The Avalanche gang is believed to have risen out of the ashes of the Rock Phish outfit, which by some estimates was responsible for half the world's phishing attacks before fizzling out in late 2008. Driving the success of both groups is their use of state-of-the-art technology for mass-producing imposter websites and distributing huge amounts of crimeware for automating identity theft.
"Avalanche uses the Rock's techniques but improved upon them, introducing greater volume and sophistication," the report, released by the Anti-Phishing Working Group, stated.
Central to Avalanche's success is its use of fast-flux botnets to host phishing sites. The use of peer-to-peer communications makes it impossible for a single ISP or hosting provider to to pull the plug on the infrastructure. The gang also excels at launching attacks from a relatively small number of domain names that often appear confusingly identical to each other, such as 11f1iili.com and 11t1jtiil.com. Those abilities also fuel the success.

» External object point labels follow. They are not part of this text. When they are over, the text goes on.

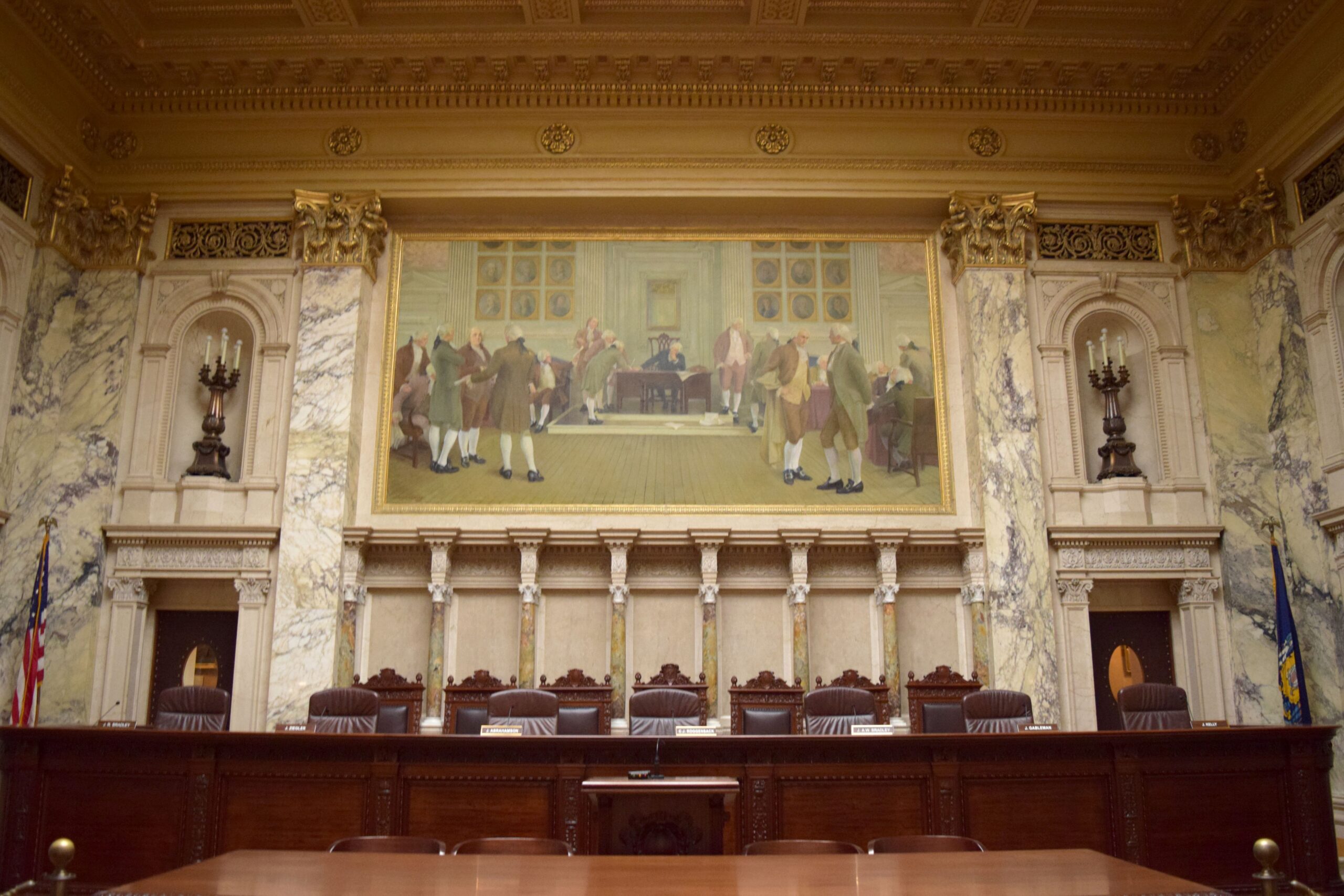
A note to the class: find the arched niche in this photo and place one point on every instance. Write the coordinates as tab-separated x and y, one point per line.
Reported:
191	398
1136	399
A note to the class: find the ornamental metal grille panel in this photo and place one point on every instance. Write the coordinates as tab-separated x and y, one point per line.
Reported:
15	187
229	239
1098	242
1318	187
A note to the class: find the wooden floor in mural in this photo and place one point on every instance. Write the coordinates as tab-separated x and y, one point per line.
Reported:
717	468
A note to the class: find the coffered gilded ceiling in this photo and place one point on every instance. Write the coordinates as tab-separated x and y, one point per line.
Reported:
1183	57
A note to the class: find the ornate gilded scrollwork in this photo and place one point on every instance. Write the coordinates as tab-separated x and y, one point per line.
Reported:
1230	234
340	229
987	230
229	239
557	139
96	233
1098	242
1321	184
773	139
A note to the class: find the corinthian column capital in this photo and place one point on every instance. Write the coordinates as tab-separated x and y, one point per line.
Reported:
340	229
987	230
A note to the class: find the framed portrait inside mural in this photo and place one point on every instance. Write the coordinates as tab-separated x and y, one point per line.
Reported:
694	421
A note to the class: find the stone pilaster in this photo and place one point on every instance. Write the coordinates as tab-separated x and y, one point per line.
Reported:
529	544
885	594
441	594
340	244
797	597
121	683
618	544
248	711
1079	692
985	244
710	544
1195	602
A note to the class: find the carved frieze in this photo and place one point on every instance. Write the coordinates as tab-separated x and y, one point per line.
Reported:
1097	242
1321	184
229	239
1234	234
96	233
340	229
987	230
15	187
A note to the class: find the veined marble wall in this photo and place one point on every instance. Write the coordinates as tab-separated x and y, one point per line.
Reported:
1022	616
1263	429
59	458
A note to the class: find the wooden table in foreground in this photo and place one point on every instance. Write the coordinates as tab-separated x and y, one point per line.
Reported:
1187	804
1050	872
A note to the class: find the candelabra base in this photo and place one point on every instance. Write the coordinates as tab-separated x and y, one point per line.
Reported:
1117	461
210	458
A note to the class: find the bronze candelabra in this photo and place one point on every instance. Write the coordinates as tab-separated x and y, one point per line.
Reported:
1117	455
212	449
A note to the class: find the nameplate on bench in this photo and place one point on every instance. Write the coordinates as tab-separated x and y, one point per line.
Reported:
502	731
869	731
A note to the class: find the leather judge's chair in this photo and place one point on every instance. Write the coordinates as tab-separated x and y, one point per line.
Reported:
193	710
659	711
343	711
996	711
802	848
512	847
835	711
925	844
421	846
537	712
1153	707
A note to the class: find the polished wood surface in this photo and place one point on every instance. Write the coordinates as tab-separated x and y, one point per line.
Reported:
1065	872
1183	803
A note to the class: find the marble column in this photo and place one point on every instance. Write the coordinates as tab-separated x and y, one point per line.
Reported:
1256	382
1195	602
618	544
252	656
62	442
886	597
342	237
123	662
441	593
529	546
1079	698
710	544
797	598
985	242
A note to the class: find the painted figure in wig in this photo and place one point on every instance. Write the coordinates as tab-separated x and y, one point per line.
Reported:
512	395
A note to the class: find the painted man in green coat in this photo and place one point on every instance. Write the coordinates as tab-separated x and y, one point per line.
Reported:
598	370
851	397
756	394
512	395
445	400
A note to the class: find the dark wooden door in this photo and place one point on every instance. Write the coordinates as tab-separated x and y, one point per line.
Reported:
213	635
1128	648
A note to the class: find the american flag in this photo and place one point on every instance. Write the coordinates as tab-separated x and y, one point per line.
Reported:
27	687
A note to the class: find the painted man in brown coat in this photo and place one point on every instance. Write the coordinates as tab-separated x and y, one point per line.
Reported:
512	371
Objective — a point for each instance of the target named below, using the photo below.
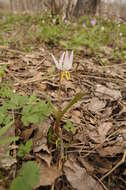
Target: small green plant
(25, 149)
(27, 177)
(3, 130)
(63, 65)
(2, 70)
(32, 109)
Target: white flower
(65, 61)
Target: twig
(116, 166)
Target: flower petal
(71, 59)
(61, 61)
(55, 61)
(66, 62)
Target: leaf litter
(100, 120)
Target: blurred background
(68, 8)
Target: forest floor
(93, 129)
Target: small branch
(116, 166)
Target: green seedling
(27, 178)
(25, 149)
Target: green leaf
(25, 149)
(35, 113)
(77, 97)
(27, 178)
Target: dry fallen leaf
(48, 175)
(45, 157)
(40, 138)
(79, 178)
(99, 136)
(96, 105)
(107, 92)
(111, 150)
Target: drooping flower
(93, 22)
(64, 64)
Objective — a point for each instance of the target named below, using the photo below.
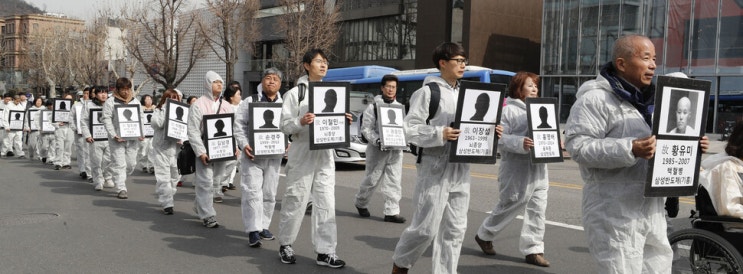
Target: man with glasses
(442, 189)
(382, 166)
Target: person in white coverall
(442, 189)
(259, 177)
(608, 133)
(33, 135)
(206, 172)
(81, 146)
(163, 155)
(308, 172)
(123, 152)
(523, 185)
(383, 167)
(99, 152)
(13, 141)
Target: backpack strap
(433, 107)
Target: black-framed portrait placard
(264, 135)
(176, 120)
(218, 136)
(61, 110)
(95, 125)
(148, 131)
(128, 124)
(329, 101)
(390, 124)
(478, 112)
(31, 116)
(15, 120)
(679, 121)
(544, 130)
(47, 126)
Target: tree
(308, 24)
(231, 26)
(162, 37)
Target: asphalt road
(54, 222)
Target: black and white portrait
(480, 106)
(391, 116)
(543, 116)
(128, 114)
(681, 112)
(329, 100)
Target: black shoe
(330, 260)
(394, 219)
(254, 239)
(363, 212)
(308, 210)
(286, 253)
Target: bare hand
(704, 143)
(451, 134)
(528, 143)
(499, 131)
(204, 159)
(249, 152)
(644, 147)
(307, 119)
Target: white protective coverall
(626, 231)
(13, 139)
(382, 167)
(308, 172)
(259, 177)
(81, 146)
(164, 159)
(206, 175)
(723, 180)
(47, 141)
(523, 186)
(442, 189)
(123, 154)
(33, 135)
(99, 152)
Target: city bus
(412, 80)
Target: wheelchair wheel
(701, 251)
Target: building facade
(702, 38)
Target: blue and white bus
(412, 80)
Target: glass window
(731, 34)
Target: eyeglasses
(461, 61)
(321, 61)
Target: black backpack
(186, 159)
(433, 106)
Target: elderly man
(608, 133)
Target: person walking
(383, 167)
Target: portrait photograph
(266, 118)
(543, 116)
(328, 97)
(682, 112)
(177, 111)
(480, 106)
(220, 127)
(127, 114)
(390, 116)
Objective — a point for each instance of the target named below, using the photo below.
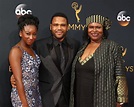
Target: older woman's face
(95, 31)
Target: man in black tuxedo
(54, 80)
(56, 63)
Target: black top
(58, 53)
(83, 91)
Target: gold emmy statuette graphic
(77, 10)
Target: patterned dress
(30, 67)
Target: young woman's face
(95, 31)
(29, 34)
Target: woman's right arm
(15, 57)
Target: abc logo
(122, 19)
(21, 10)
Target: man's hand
(12, 80)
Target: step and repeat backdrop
(122, 31)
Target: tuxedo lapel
(50, 65)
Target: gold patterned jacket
(110, 85)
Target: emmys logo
(123, 19)
(21, 10)
(77, 9)
(124, 51)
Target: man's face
(59, 27)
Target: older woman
(98, 77)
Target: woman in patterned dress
(25, 63)
(98, 78)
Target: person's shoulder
(15, 50)
(72, 40)
(110, 42)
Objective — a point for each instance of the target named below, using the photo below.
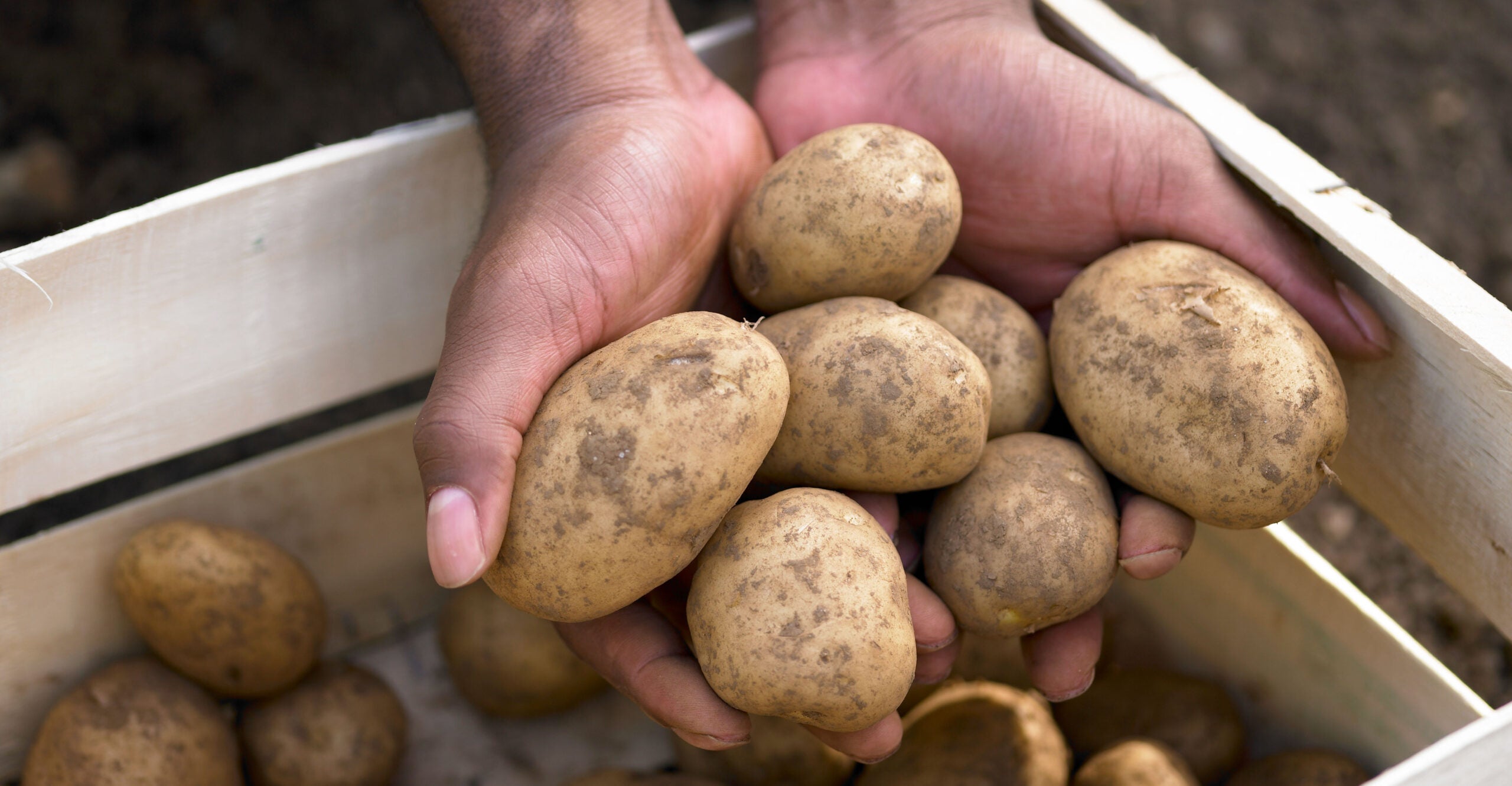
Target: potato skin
(1136, 762)
(1302, 768)
(507, 663)
(882, 400)
(1030, 539)
(976, 733)
(631, 461)
(781, 753)
(864, 209)
(133, 723)
(800, 609)
(1191, 715)
(1005, 338)
(342, 726)
(221, 605)
(1191, 380)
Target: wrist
(531, 66)
(793, 29)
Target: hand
(1059, 164)
(617, 165)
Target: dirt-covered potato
(1191, 715)
(1302, 768)
(133, 723)
(224, 606)
(800, 609)
(856, 211)
(1005, 338)
(631, 461)
(976, 733)
(1136, 762)
(1197, 384)
(342, 726)
(1030, 539)
(625, 777)
(882, 400)
(781, 753)
(509, 663)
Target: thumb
(1200, 201)
(509, 336)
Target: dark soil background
(109, 103)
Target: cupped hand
(1059, 164)
(610, 203)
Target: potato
(625, 777)
(856, 211)
(342, 726)
(800, 609)
(1301, 768)
(224, 606)
(1197, 384)
(781, 753)
(1136, 762)
(1005, 338)
(509, 663)
(1030, 539)
(976, 733)
(884, 400)
(631, 461)
(1194, 717)
(133, 723)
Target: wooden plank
(1431, 430)
(1311, 660)
(246, 301)
(1473, 756)
(350, 505)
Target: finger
(933, 634)
(1153, 537)
(496, 363)
(1062, 660)
(1198, 200)
(644, 657)
(868, 746)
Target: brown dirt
(1408, 100)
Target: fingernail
(1151, 565)
(1077, 692)
(941, 644)
(1363, 317)
(876, 758)
(709, 743)
(454, 537)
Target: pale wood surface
(1429, 449)
(350, 505)
(246, 301)
(1473, 756)
(1310, 658)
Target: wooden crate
(288, 288)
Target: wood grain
(1429, 449)
(350, 505)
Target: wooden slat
(1313, 660)
(1473, 756)
(350, 505)
(246, 301)
(1431, 430)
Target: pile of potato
(1180, 372)
(229, 616)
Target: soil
(120, 102)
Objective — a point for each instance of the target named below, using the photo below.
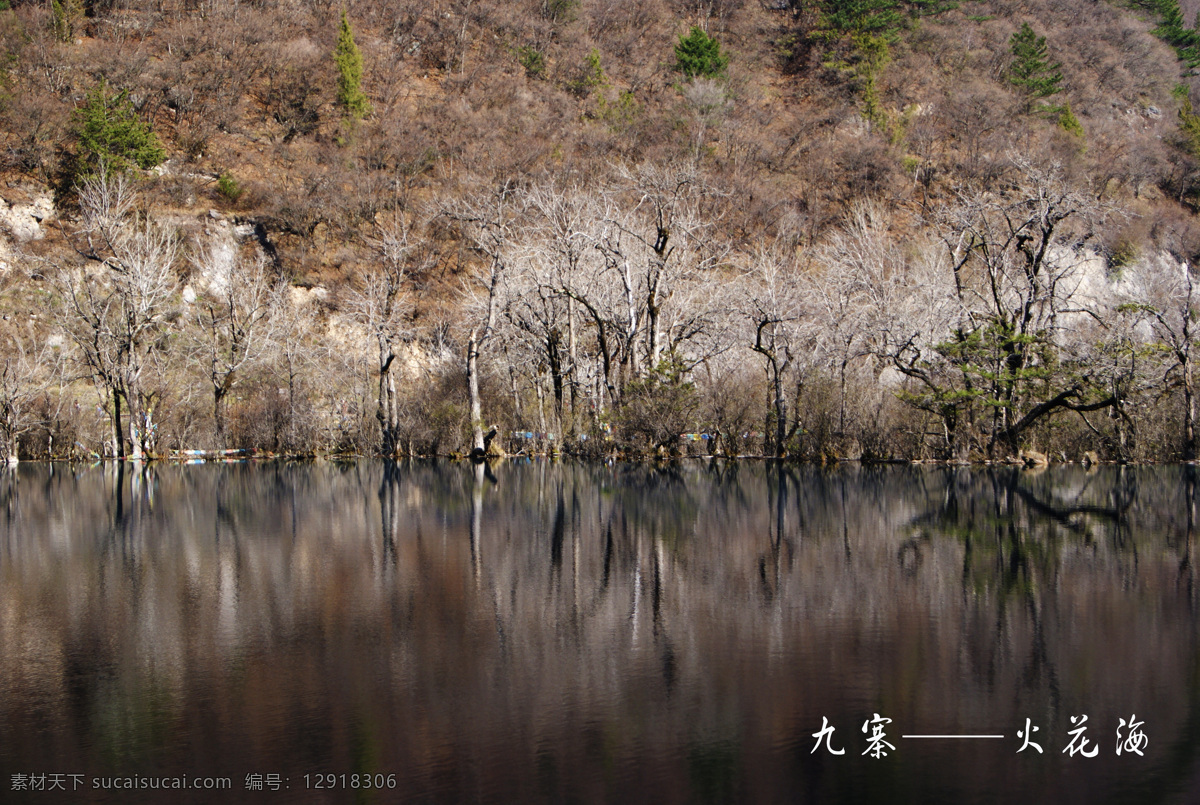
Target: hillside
(631, 245)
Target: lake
(544, 631)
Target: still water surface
(576, 632)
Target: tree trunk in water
(1189, 414)
(219, 416)
(780, 415)
(477, 415)
(118, 437)
(135, 438)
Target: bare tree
(1017, 262)
(232, 317)
(775, 308)
(27, 377)
(117, 305)
(1167, 296)
(381, 305)
(487, 226)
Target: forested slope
(864, 228)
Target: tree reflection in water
(550, 631)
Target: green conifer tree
(349, 73)
(700, 55)
(1031, 72)
(109, 133)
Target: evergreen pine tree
(349, 73)
(700, 55)
(1031, 71)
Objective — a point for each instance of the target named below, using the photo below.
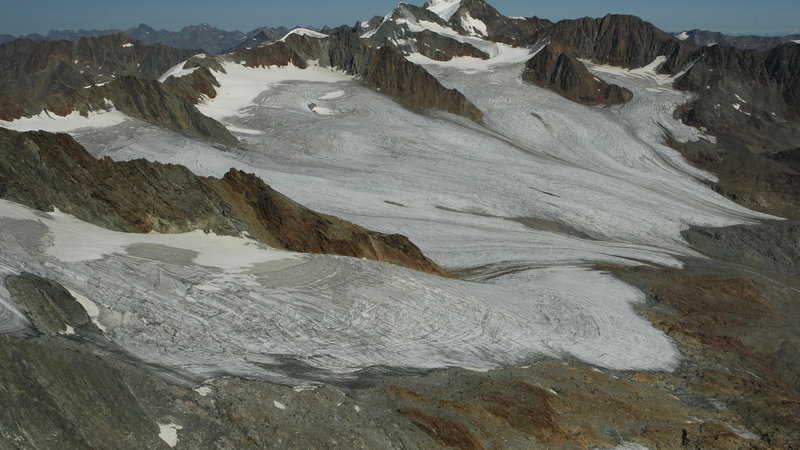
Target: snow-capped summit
(443, 8)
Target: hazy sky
(39, 16)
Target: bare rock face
(42, 170)
(618, 40)
(276, 54)
(773, 247)
(49, 306)
(35, 70)
(569, 78)
(287, 224)
(749, 42)
(442, 48)
(414, 87)
(146, 100)
(499, 28)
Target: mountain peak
(443, 8)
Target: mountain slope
(140, 196)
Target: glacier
(523, 206)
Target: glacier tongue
(444, 8)
(524, 205)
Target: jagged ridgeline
(44, 170)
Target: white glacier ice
(523, 206)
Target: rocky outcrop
(283, 223)
(568, 77)
(618, 40)
(772, 247)
(413, 86)
(748, 42)
(498, 28)
(276, 54)
(442, 48)
(42, 170)
(146, 100)
(49, 307)
(35, 70)
(750, 101)
(751, 96)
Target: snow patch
(54, 123)
(332, 95)
(444, 8)
(304, 32)
(473, 25)
(169, 433)
(177, 71)
(323, 111)
(91, 308)
(240, 85)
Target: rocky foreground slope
(732, 316)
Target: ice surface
(176, 71)
(169, 433)
(444, 8)
(305, 32)
(474, 26)
(523, 206)
(241, 86)
(54, 123)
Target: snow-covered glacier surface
(523, 206)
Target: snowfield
(523, 206)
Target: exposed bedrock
(36, 70)
(773, 246)
(569, 78)
(413, 86)
(146, 100)
(42, 170)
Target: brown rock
(413, 86)
(569, 78)
(42, 170)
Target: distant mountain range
(203, 36)
(216, 41)
(748, 42)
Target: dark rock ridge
(49, 307)
(42, 170)
(773, 247)
(443, 48)
(750, 100)
(34, 70)
(618, 40)
(203, 36)
(413, 86)
(383, 69)
(749, 42)
(751, 96)
(499, 28)
(568, 77)
(146, 100)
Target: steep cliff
(42, 170)
(414, 87)
(568, 77)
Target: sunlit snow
(444, 8)
(522, 206)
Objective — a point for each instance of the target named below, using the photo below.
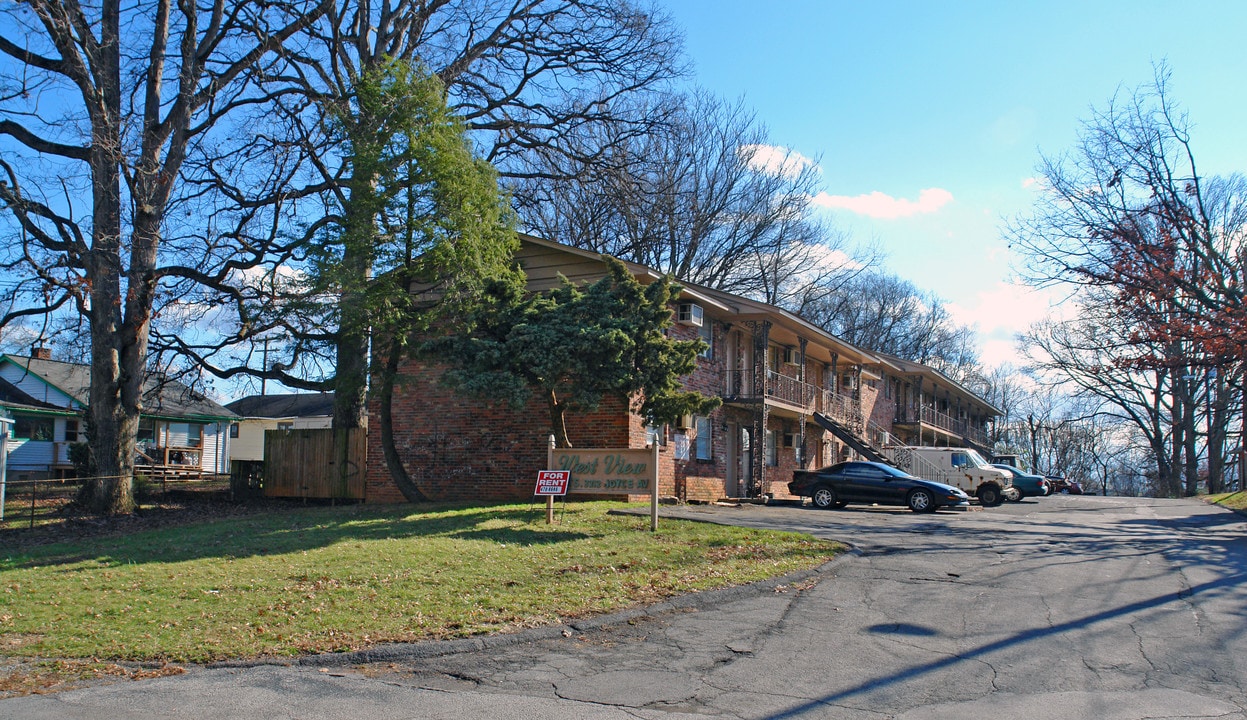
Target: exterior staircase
(852, 439)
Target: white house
(48, 399)
(279, 412)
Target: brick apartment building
(772, 369)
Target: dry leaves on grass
(31, 676)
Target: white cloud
(1004, 310)
(775, 160)
(884, 206)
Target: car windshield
(977, 459)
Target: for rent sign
(619, 472)
(553, 483)
(607, 472)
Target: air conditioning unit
(690, 313)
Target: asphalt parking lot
(1063, 607)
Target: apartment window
(703, 438)
(28, 428)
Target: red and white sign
(553, 482)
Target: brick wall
(464, 448)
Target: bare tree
(101, 122)
(1150, 243)
(519, 74)
(883, 312)
(703, 196)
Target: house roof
(731, 307)
(283, 406)
(163, 398)
(741, 308)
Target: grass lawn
(328, 579)
(1232, 501)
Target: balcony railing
(791, 391)
(934, 418)
(842, 408)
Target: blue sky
(958, 100)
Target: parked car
(958, 467)
(862, 482)
(1028, 486)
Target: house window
(703, 438)
(28, 428)
(146, 431)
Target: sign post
(611, 472)
(654, 492)
(551, 483)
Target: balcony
(793, 393)
(933, 418)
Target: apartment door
(740, 462)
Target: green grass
(1232, 501)
(331, 579)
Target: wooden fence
(314, 463)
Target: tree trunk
(1218, 404)
(558, 421)
(111, 429)
(359, 235)
(393, 462)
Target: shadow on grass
(301, 528)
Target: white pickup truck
(958, 467)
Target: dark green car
(1028, 486)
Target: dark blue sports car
(861, 482)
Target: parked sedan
(1028, 486)
(861, 482)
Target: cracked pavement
(1064, 607)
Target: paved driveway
(1065, 607)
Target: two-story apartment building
(772, 369)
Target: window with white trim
(705, 437)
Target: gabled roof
(283, 406)
(163, 399)
(732, 307)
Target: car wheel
(824, 498)
(989, 496)
(920, 501)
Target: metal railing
(796, 392)
(932, 417)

There were 126,697 phishing attacks during the second half of 2009, more than double the number in the first half of the year or from July through December of 2008, the APWG report said. Avalanche, which was first identified in December of 2008, was responsible for 24 percent of phishing attacks in the first half of 2009 and for 66 percent in the second half. From July through the end of the year, Avalanche targeted the more than 40 major financial institutions, online services, and job search providers.
Curiously, Avalanche may turn out to be a victim of its own success.
"During an Avalanche campaign, it was not unusual for the target institutions, the relevant domain name registrar(s), a domain name registry, and other responders and service providers to all be aware of the campaign and working on mitigation at the same time," the report stated. "As a result, Avalanche attacks had a much shorter average uptime than non-Avalanche phishing attacks, and community efforts partially neutralized the advantage of the fast-flux hosting."
White hats briefly shut down the Avalanche infrastructure in mid November, and ever since then phishing attacks generated by the group have dropped precipitously. Last month, the gang launched just 59 attacks, each one with a separate domain.
A PDF of the report is here. ®
@ A successful phishing attack relies on...
Unfortunately it's not so simple. As more and more activities go online we'll be seeing people catching up but with a learning curve. During these transition periods there is an opportunity for phishers to take advantage of the fact that there is still some unfamiliarity with the new way things are getting done.
... and that doesn't even begin to count DNS poisoning or other flaws in the way we've become accustomed to using the internet.
For example, if you open your browser and type the URL of your bank (or use a shortcut, Google search result - whichever) and you are taken to a page that looks EXACTLY like your bank's page, including seeing the URL in the browser and a secure connection, what would make even the more savvy netizens stop and resolve the URL to an IP number and have a record of what the IP # is supposed to be to compare against that?
Generally it would take an extra paranoid person to do that, and where does it end, do you keep a list of every IP number and continually update it as networks change, never surfing anywhere without doing this check? I know of nobody that does this, though some avoid doing online banking for security reasons and are ironically thought of as technically challenged because of it.
smell of the C
A successful phising attack relies on...
....there being a sucker or two out there.
Unfortunately, this is always going to be a truism.